Deterministic Simulation: A New Era of Distributed System Testing (Part 1 of 2)

Deterministic simulation is a powerful technique for system testing that can improve the stability and reliability of distributed systems. It allows for the components of an entire system to be run on a single-threaded simulator, ensuring deterministic execution and consistent reproduction of bugs. One of the most incredible benefits of this technique is the ability to simulate long durations of real-world behavior quickly, making it an efficient tool for discovering potential issues in the system.

Many distributed systems have successfully leveraged deterministic simulation, with FoundationDB serving as a well-known example. RisingWave, a cloud-native distributed database, similarly requires strict adherence to correctness and reliability standards. Therefore, we have implemented this technique for RisingWave and developed a deterministic testing framework called Madsim. This framework is used for continuous end-to-end simulation testing of RisingWave, enabling our developers to detect and eliminate many potential concurrency and recovery issues in the system at an early stage.

In this article, we will discuss the background and principles of deterministic simulation, introduce our deterministic testing framework Madsim, and share our experience applying deterministic testing to RisingWave.

Concurrency Bugs

Distributed systems running in the real world face numerous uncertainties, including delayed, lost, or unordered messages, unpredictable thread execution orders, and random number outcomes. Concurrency issues may only occur under a specific execution order, making them difficult to identify and eliminate. These issues pose a significant risk to the system's stability and can cause bugs to disappear and reappear, adding to the debugging challenge.

Both academia and industry have proposed different solutions to this problem. The academic approach tends to rely on formal verification or exhaustive enumeration of all possible states to ensure system correctness — this method is only effective for small systems and can't handle the combinatorial explosion of possibilities in larger systems.

On the other hand, the industry focuses on extensive testing to cover as many possibilities as possible, with Chaos Engineering being a well-known technique. Chaos Engineering can effectively validate system behavior in a real environment but cannot control uncertainty or guarantee 100% problem reproduction, which makes development and debugging more difficult.

Deterministic Simulation

Principles and Advantages

Deterministic simulation offers a solution that bridges the gap between the two methods, focusing on eradicating uncertainty within a system, which enables stable replication of any problem. Let's examine the various sources of uncertainty we previously mentioned and discuss how to eliminate them:

When generating random numbers in a single thread, fixing the initial random seed is sufficient.
Regarding the scheduling order of multiple threads, we can control their execution order by running them all on a single thread.
We can create a comprehensive simulator to replicate their behavior deterministically for external factors, such as the operating system and network, which may result in random behavior. Additionally, we can introduce errors and randomness in a controlled manner to achieve deterministic chaos engineering.

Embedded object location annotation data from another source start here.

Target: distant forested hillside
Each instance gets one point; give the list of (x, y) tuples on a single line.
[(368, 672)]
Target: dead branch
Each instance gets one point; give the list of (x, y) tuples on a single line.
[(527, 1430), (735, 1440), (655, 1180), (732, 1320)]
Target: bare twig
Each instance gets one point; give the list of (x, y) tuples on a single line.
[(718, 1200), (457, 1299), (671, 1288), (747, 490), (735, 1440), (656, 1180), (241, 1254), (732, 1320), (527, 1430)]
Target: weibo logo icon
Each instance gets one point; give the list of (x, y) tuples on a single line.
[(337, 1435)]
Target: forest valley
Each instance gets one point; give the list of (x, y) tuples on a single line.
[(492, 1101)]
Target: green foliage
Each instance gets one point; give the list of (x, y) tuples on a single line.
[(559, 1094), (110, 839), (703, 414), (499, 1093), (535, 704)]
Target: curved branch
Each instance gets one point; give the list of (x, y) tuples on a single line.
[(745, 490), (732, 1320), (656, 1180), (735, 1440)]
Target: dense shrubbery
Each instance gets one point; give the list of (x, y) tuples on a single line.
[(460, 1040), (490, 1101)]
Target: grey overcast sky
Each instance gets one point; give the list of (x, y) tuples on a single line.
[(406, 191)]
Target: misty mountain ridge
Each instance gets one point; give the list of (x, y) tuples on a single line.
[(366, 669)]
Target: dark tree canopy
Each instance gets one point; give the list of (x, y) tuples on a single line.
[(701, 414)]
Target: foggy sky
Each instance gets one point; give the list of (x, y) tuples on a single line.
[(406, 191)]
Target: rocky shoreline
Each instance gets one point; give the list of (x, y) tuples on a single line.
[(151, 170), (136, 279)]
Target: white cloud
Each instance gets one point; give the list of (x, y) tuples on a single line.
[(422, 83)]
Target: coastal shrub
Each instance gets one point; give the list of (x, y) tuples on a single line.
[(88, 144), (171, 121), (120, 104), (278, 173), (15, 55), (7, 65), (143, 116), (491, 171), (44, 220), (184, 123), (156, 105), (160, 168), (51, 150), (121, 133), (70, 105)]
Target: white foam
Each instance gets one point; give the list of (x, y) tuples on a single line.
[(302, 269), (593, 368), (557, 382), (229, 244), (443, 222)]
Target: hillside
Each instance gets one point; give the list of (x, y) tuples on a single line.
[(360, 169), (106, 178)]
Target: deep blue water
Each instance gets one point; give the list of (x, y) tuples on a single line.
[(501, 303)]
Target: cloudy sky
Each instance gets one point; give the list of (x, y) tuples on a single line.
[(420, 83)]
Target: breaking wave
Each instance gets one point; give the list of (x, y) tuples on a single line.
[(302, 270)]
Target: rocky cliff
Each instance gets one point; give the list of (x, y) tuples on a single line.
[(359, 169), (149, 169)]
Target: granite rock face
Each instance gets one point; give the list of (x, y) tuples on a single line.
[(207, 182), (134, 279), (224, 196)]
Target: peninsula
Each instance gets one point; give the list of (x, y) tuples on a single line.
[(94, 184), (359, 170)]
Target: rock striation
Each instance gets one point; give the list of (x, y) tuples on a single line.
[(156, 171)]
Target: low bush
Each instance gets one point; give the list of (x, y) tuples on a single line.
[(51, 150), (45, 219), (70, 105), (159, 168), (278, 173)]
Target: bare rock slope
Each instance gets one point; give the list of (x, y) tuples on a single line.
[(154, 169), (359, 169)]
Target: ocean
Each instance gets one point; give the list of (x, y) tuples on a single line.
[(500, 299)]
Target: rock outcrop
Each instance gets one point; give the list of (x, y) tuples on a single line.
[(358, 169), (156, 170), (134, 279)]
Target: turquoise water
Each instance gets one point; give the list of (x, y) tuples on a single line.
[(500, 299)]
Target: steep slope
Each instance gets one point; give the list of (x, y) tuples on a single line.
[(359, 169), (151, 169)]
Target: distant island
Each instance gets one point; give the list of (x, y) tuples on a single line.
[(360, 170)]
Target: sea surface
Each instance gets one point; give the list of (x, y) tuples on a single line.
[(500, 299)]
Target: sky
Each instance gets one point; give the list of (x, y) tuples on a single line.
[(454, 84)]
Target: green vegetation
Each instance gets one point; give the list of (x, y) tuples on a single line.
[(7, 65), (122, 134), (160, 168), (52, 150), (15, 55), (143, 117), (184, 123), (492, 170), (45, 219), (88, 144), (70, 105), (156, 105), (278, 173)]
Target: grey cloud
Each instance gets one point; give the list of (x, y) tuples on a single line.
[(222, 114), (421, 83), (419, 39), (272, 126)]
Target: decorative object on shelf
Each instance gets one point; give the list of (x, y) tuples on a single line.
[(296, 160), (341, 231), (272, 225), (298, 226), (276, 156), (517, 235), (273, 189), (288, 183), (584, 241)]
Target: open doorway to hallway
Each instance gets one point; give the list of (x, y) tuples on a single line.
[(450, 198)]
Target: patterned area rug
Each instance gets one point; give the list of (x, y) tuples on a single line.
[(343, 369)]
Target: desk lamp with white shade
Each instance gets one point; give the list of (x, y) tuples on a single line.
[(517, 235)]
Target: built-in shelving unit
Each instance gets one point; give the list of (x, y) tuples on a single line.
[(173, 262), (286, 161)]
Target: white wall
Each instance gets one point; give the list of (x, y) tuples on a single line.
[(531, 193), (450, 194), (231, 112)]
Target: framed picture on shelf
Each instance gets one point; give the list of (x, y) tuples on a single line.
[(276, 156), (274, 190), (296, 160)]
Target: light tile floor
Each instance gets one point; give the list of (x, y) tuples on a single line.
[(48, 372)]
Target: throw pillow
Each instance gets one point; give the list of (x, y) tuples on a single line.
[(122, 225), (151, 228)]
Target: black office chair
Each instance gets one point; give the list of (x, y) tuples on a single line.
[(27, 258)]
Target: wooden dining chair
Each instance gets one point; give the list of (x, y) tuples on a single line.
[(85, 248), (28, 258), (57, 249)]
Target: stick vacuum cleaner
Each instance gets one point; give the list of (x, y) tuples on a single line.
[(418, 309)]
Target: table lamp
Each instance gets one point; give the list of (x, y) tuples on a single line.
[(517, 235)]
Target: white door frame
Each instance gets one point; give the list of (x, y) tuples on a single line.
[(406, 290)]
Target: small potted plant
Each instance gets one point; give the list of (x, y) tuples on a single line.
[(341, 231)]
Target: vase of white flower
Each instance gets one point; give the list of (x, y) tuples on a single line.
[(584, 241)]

The core principles of deterministic simulation are described above. Recognizing that time is also a simulated variable in this context is crucial. Each event within the system is assigned a deterministic occurrence time, and the simulator processes these events chronologically. Due to the system time being a series of discrete points on a continuous timeline, this method is also referred to as discrete-event simulation.

Discrete-event simulation can generate a time-acceleration effect: if no other events take place between two events, even if they are years apart, the simulator can instantly jump to the subsequent moment on the timeline. This feature enables the simulation of a system's behavior over an extended period in a relatively short amount of time, with the only limitation being the computing power of a single CPU. As a result, this technique is highly effective for I/O-intensive applications but less so for compute-intensive applications.

In conclusion, deterministic simulation boasts two primary advantages: determinism and rapid execution, significantly enhancing our efficiency in identifying and resolving issues. However, despite these benefits, deterministic simulation has yet to gain widespread adoption, primarily due to its significant drawbacks: high intrusiveness and engineering complexity.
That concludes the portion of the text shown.